According to the white paper from Siemens Gamesa Renewable Energy, so-called “green” hydrogen generation utilizing onshore wind turbines could achieve price parity with fossil-based hydrogen by 2030. Green hydrogen created by the wind from the offshore sector might attain price parity by 2035, according to the company, which is a critical participant in wind turbines.
The statement said, “The above scenarios were dependent on having “appropriate policy frameworks and market mechanisms in place.” According to Siemens Gamesa’s white paper, there are four essential areas where costs may be reduced: boosting renewable energy production, creating a cost-effective demand-side market for green hydrogen, developing a supply chain, and infrastructural support.
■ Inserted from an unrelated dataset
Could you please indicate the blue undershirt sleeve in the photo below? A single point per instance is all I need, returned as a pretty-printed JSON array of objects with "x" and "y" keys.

Andreas Nauen, the company’s CEO, said, “It took three decades for wind and solar to reach grid parity with fossil fuels, and we cannot afford to wait that long for green hydrogen to reach price parity with fossil-based hydrogen.”Hydrogen, dubbed a “versatile energy carrier” by the International Energy Agency, has a wide range of applications and can be used in industries and transportation. It can be made in a variety of ways. Electrolysis is one way, which involves breaking water into oxygen and hydrogen using an electric current.
Although most of the hydrogen is currently produced using fossil fuels, green hydrogen is costly to create. Several prominent industrial companies have recently revealed plans to use green hydrogen in their operations. Furthermore, major economies, such as the European Union, have set goals for installing at least 40 gigawatts of renewable hydrogen electrolyzers by 2030.Cost-cutting efforts are also being made. The US Department of Energy announced the Energy Earthshots Initiative on Monday, stating that the first goal would be to reduce the cost of clean hydrogen to $1 per kilogram (2.2 lbs) within a decade.